Kemana perginya semuanya? Selain pemasaran, trennya mengarah pada keberlanjutan dan fleksibilitas. Bukan karena kapasitas unit yang mencapai rekor, tetapi karena modularitasnya, yang memungkinkan produksi ditingkatkan selangkah demi selangkah. Dan untuk pemanfaatan aliran panas secara mendalam dalam rantai teknologi.
Salah satu cara yang menjanjikan namun sulit adalah integrasi produksi LNG dengan sumber energi terbarukan. Misalnya saja memanfaatkan kelebihan listrik dari turbin angin untuk menggerakkan penggerak kompresor listrik. Masalahnya adalah ketidakstabilan energi tersebut. Secara teknis, hal ini memerlukan sistem buffer dan logika kontrol yang kompleks. Untuk saat ini, ini lebih seperti proyek percontohan, namun menentukan vektornya.
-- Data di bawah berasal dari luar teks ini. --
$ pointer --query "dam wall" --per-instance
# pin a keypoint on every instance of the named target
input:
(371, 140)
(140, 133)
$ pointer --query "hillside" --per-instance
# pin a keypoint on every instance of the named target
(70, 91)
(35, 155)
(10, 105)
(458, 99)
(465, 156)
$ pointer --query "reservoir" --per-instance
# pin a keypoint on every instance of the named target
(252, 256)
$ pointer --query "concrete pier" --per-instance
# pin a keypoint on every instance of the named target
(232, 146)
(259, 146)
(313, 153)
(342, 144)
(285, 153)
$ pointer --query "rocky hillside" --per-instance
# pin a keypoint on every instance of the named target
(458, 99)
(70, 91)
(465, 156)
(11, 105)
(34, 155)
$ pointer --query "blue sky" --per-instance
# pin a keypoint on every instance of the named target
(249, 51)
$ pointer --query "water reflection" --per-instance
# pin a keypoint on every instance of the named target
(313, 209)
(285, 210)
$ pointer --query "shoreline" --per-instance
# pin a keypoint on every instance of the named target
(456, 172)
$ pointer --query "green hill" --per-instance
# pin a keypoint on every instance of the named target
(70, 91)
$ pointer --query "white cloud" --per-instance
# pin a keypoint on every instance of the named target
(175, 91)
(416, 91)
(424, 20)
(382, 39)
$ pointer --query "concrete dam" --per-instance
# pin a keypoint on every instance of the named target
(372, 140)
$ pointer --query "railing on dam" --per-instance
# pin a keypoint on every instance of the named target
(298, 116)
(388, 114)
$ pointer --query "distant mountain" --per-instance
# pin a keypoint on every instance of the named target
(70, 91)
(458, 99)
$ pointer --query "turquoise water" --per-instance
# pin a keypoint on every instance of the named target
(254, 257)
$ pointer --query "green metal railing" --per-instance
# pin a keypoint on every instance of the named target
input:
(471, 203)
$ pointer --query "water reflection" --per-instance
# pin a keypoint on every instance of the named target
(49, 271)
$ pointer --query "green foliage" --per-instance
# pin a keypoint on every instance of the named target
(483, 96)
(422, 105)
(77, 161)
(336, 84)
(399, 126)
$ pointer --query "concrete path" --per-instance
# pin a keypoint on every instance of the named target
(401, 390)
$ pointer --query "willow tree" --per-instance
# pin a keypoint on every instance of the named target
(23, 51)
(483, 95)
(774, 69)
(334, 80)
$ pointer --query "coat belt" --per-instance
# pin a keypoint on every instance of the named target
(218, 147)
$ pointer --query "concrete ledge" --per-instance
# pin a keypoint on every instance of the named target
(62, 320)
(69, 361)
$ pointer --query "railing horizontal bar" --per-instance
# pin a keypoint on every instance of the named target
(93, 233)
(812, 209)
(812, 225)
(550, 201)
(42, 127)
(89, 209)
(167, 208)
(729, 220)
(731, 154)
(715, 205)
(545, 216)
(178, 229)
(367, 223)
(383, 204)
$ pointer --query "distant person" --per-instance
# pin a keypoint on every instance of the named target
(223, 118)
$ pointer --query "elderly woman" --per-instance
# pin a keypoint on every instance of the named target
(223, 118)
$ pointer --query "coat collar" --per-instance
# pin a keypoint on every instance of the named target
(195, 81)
Perusahaan yang mempunyai pengalaman dalam desain fasilitas kimia dan energi terpadu mungkin mempunyai keuntungan dalam hal ini.
Akibatnya, berbicara tentang teknologi dan ekologi Tiongkok di bidang LNG, tidak mungkin memberikan penilaian yang jelas. Ini adalah lanskap yang dinamis dan terkadang kacau di mana solusi-solusi terobosan hidup berdampingan dengan pragmatisme konservatif. Keberhasilan suatu proyek sering kali tidak bergantung pada satu teknologi super, tetapi pada kemampuan untuk merakit teka-teki dari perangkat keras yang andal, otomatisasi yang disesuaikan, dan, yang paling penting, dukungan layanan yang memahami esensi proses dan tidak sekadar mengganti bagian sesuai instruksi. Menurut pendapat saya, pendekatan yang komprehensif dan membumi inilah yang kini menjadi ciri dan kekuatan utama pasar lokal.